# How many cities have 3rd Party Inspection Departments?



## Uncle Bob (Jan 24, 2010)

Does anyone know any links to find out how many municipalities contract out their Building Inspections Department to 3rd Party Inspection companies?

How many here; work for or own a 3rd Party Inspection company that contracts Building Inspections from a municipality?

Does the municipality or the contractor write the contract?

Uncle Bob


----------



## packsaddle (Jan 24, 2010)

Re: How many cities have 3rd Party Inspection Departments?

I do.


----------



## texas transplant (Jan 24, 2010)

Re: How many cities have 3rd Party Inspection Departments?

When I got to this city about one year ago they were using two outside contract inspection and plan review services.

UB,

Probably the easiest way to track cities that use outside services is to go to the websites of the third party folks.

Bureau Veritas, Safe Build etc.   Of course there are alot of smaller outfits out there too.

We had the contractor provide the contract for the City Attorney to review.


----------



## mmmarvel (Jan 25, 2010)

Re: How many cities have 3rd Party Inspection Departments?

I can only speak for my time in Oregon.  There were at least 3 firms which were private firms that I dealt with (I was in special inspection at the time).  Many times several smaller communities would bind together and present a contract to a third party to have them handle the inspections in all the communities.  I had an instructor who had cobbled together 4 small towns on the coast and 'agreed' to the BO for all four, there wasn't a lot of building going on in any one town, so each town was only paying him as pretty much a part time basis.

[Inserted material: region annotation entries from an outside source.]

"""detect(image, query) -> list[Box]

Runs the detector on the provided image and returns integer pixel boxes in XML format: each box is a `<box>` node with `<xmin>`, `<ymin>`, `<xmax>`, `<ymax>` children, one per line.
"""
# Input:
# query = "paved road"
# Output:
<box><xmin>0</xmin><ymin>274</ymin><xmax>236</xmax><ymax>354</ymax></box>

As for the contracts, it's like all contracts.  The third party would submit a contract, the city would send it to thier attorney, there would be some negotiations and eventually it would be signed.  I know our friend Terre worked for one of the third party outfits for a while; he did not walk away with fond memories.


----------



## mmmarvel (Jan 25, 2010)

Re: How many cities have 3rd Party Inspection Departments?

Okay, that was weird - I typed in attorney and when it posted it said 'devil in a tie' - I'll put my hand on a stack of bibles that I did not type that phrase.


----------



## Mule (Jan 25, 2010)

Re: How many cities have 3rd Party Inspection Departments?

It's the Atttorny word!  :twisted:


----------



## fatboy (Jan 25, 2010)

Re: How many cities have 3rd Party Inspection Departments?

Jeff was playing with some word related software......so now when you try to type in @ttorney, it subs in devil in a tie.

 :lol: Kinda funny..........


----------



## Rick18071 (Jan 28, 2010)

Re: How many cities have 3rd Party Inspection Departments?

Don't know how many municipalities in PA use 3rd party. My guess would be most. Here's a list of 3rd parties in PA at;

 wwwdli.state.pa.us

click uniform construction code

click Certified third party agencies


----------